While some states have abandoned capital punishment or been unable to carry out executions amid an ongoing drug shortage, Missouri has been an outlier. Missouri is one of three states, along with Texas and Georgia, to execute at least one inmate each year since 2013.
In 2015, when Missouri last intended to execute Williams, the state’s Supreme Court stayed the lethal injection. A laboratory tested evidence from the scene of Gayle’s killing and a DNA expert determined that Williams “could not have contributed” to the DNA found on the knife that killed the former reporter, Williams’s attorneys said. Last week, the Missouri Supreme Court rejected a request to stay Williams’s execution without explanation.
Missouri officials had argued in court that in order to exonerate Williams, “DNA evidence would have to explain how Williams ended up with the victim’s property, and why two witnesses independently said he confessed to them, or at least provide a viable alternate suspect.” They also said that just showing “unknown DNA” on the knife handle does not alone prove Williams’s innocence.
“The item was a kitchen knife with both male and female DNA on the handle,” Hawley’s office wrote in a filing to the Supreme Court. “It is reasonable to assume people not involved in the murder handled the knife in the kitchen. And there is no reason to believe Williams would not have worn gloves during a burglary and murder, as he wore a jacket to conceal his bloody shirt after he left the murder scene.”
Gipson argued that the case against Williams was always weak, consisting primarily of the statements of two jailhouse informants who claimed Williams had confessed to the crime. Gipson also said that bloody footprints at the scene did not match Williams’s shoe size and added that bloody fingerprints were never tested or compared to Williams’s fingerprints because they were lost by police.

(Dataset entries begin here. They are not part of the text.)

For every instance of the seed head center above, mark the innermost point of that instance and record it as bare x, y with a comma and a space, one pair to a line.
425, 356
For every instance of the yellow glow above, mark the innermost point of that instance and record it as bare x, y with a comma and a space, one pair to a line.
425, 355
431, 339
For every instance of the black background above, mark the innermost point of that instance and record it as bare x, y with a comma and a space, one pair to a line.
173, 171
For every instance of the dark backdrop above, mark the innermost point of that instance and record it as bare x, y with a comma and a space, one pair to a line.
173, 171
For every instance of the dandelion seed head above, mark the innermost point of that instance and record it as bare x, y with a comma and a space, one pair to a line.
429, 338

The DNA testing, which Williams’s attorneys said was enabled by advances in technology, formed the main argument they made in appealing to the U.S. Supreme Court.
“A DNA profile was developed from the handle of the knife that was found in the victim’s body and that does not match the DNA of Marcellus,” Gipson said Tuesday, adding that three separate experts have concluded that the DNA left on the knife and at the scene was a match for another man and not Williams. “It’s clear that the DNA on the knife is the DNA of the killer. … Each expert has concluded that you can scientifically exclude Marcellus as the contributor of the DNA on the knife.”

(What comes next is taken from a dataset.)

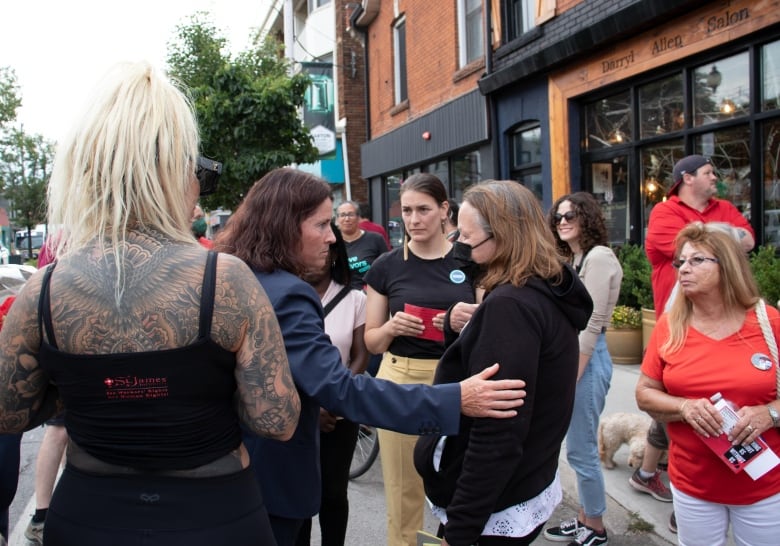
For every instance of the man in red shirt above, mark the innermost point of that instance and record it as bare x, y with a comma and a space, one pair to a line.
366, 224
691, 198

Civil rights groups also weighed in on the case, both due to Williams’s claims of innocence as well as racial undertones in the prosecution of a black man charged with killing a white woman.
“The Supreme Court has emphasized over and over that because death is a unique punishment there is need for heightened reliability before it’s imposed,” said Sam Spital, director of litigation for the NAACP Legal Defense Fund, which is not directly involved in Williams’s case. “One of the really significant questions raised by Mr. Williams’s case is, what does it mean when you have issues of innocence?”
Like Williams’s attorneys, Spital noted the lack of forensic evidence linking Williams to the crime as well as the new DNA evidence. Spital also pointed to another concern, echoing attorneys for Williams, who described the case as racially charged. Spital said six of the seven potential black jurors in the case were struck from the jury pool — in one case because the potential juror “looked like” Williams.
“This execution has to be stayed so these substantial questions of innocence can be considered, in addition to some real concerns about race discrimination,” Spital said before the governor had issued the stay.